I was recently working with a client where I was evaluating an implementation, and some of the members of the team who inherited a solution were concerned about an implementation of wildcarding. It turns out the implementation was correct – but the concerns that the client had were common. So let’s take a look at what it takes to do search wildcarding Front-to-Back and Back-to-Front.
What is Wildcarding?
Before we get too far, it’s important to explain what I mean by wildcarding. The short answer is that we’re looking for the pattern of characters provided anywhere in the text being searched. In most cases, when we’re doing this searching, we’re doing it from the start of a word or words – because, in truth, our brains work this way; but occasionally there are times when it might make sense to search for the characters beginning anywhere in a word. Algorithmically, this is a more difficult challenge to solve. As a result, most search engines support wildcarding only front-to-back instead of anywhere in a string.
To understand the algorithmic problem, it’s helpful to view a simplified view of what SQL has to do to solve the wildcarding problem in a single field.
SQL has supported both forward and backwards wildcarding through the LIKE keyword for some time, so it’s common to assume it should “just work” in search as well. However, some sorts of wildcard operations in SQL are very operationally expensive. Let’s assume we’ve got a database table named Books and it has a field named Title. If I don’t have any indexes on the Title field and I use Title in the WHERE clause of the SQL statement, SQL will perform a full table scan of the table. Operationally, doing full table scans are expensive, and we work hard to prevent them in SQL. We do this by adding indexes.
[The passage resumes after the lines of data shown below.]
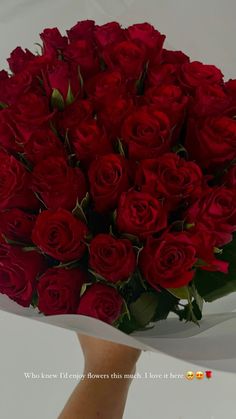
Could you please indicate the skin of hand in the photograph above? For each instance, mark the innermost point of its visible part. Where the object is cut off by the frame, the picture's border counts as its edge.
(102, 398)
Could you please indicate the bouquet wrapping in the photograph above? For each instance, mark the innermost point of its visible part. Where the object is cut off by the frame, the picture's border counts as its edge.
(118, 187)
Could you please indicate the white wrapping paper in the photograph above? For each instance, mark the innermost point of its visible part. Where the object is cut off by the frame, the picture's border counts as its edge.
(198, 29)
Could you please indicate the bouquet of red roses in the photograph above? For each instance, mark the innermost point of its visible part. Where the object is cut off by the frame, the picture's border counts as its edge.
(118, 177)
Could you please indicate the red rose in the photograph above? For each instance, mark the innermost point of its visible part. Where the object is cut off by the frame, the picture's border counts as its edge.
(112, 117)
(159, 74)
(17, 225)
(42, 144)
(8, 134)
(64, 78)
(82, 53)
(12, 88)
(82, 30)
(212, 142)
(73, 114)
(174, 57)
(147, 35)
(168, 261)
(113, 259)
(18, 273)
(19, 59)
(30, 112)
(170, 178)
(229, 178)
(60, 235)
(108, 34)
(169, 99)
(108, 177)
(102, 302)
(59, 290)
(53, 40)
(146, 133)
(58, 184)
(88, 141)
(105, 85)
(210, 100)
(196, 74)
(230, 87)
(140, 214)
(216, 210)
(126, 56)
(15, 185)
(204, 242)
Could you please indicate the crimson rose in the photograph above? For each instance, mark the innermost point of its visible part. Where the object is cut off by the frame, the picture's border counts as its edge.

If we add an index to the Title field, we get an ordered list of titles. With this information, if we’re searching for a specific title, we can start in the middle of the index and move forwards or backwards jumps (continuing to try to get quickly to the right place in the index) until we find the specific title we’re looking for. The index contains a row identifier in the main data table and we can read out the rest of the data we need from the main table quickly.
Simplifying out some optimizations that SQL does if we have a table of 100 records, without the index, SQL has to read 100 records to find the title that we’re looking for (and ensure there are no other matches). With an index on Title and a specific query, the maximum number of reads would be 14. Breaking this down, we can find any record in the list by bifurcating the list. 128 records is 27, or seven reads for the index. If we don’t have all the fields in the index that we need then we need to go back to the main table to get the actual record – so another seven reads (maximum). These are worst-case scenarios, and in many ways I’ve really over-simplified the impacts of caching, paging, row identifiers, etc., but the fundamentals are there so we can get a sense for the power of indexing.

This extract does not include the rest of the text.